Much like Sledgehammer: How Breaking With the Past Brought Peace to the Middle East, the memoir on the same subject by David Friedman, Trump’s ambassador to Israel, Greenblatt’s book unravels the story of how a group of Orthodox Jews who either worked for or represented Trump in his business dealings managed to grasp what generations of people who had studied these issues and worked in the field did not. Rather than being rooted in what some say is merely their bias in favor of Israel, the Trump team understood, as Greenblatt writes, that the experts only “had opinions, not answers” to these questions. For the establishment, the pursuit of the peace process was more akin to a religious ritual that is rooted in faith rather than a policy discussion, which ought to be based on rational analysis.
That led to Greenblatt and his boss—White House senior adviser and Trump son-in-law Jared Kushner—presenting a vision of peace that put forward a realistic plan that took into account the need to reject Palestinian fantasies. It also ultimately led them to an outside-in (not inside-out) approach to regional peace that recognized that the Arab states were sick of being held hostage to Palestinian dreams of destroying Israel.
The result was a truly historic breakthrough that Biden has no choice but to leave in place since trashing it to satisfy left-wing ideologues and Israel-haters would be indefensible and a blow to American interests.

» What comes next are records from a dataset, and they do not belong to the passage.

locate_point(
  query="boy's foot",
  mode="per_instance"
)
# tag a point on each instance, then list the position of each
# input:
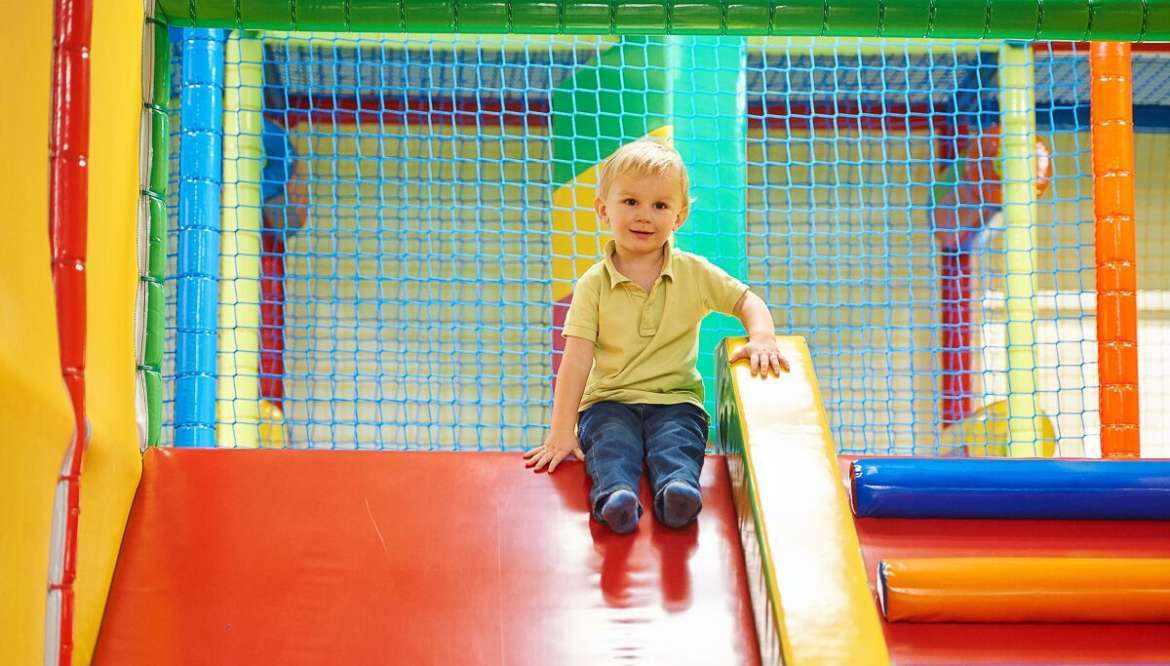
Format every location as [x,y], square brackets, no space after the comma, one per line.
[681,502]
[620,512]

Biden could still sabotage the progress made by Trump. Yet the achievements of his predecessor should stand as a warning to future presidents to refuse to become prisoners (as so many before Trump had been) to the so-called experts whose standing is based on their status in the field instead of the insight or originality of their thinking. In this case, it may have taken an unorthodox president who loved to flout conventional thinking and outrage his critics to try this. But he shouldn’t be the last president to fire the establishment.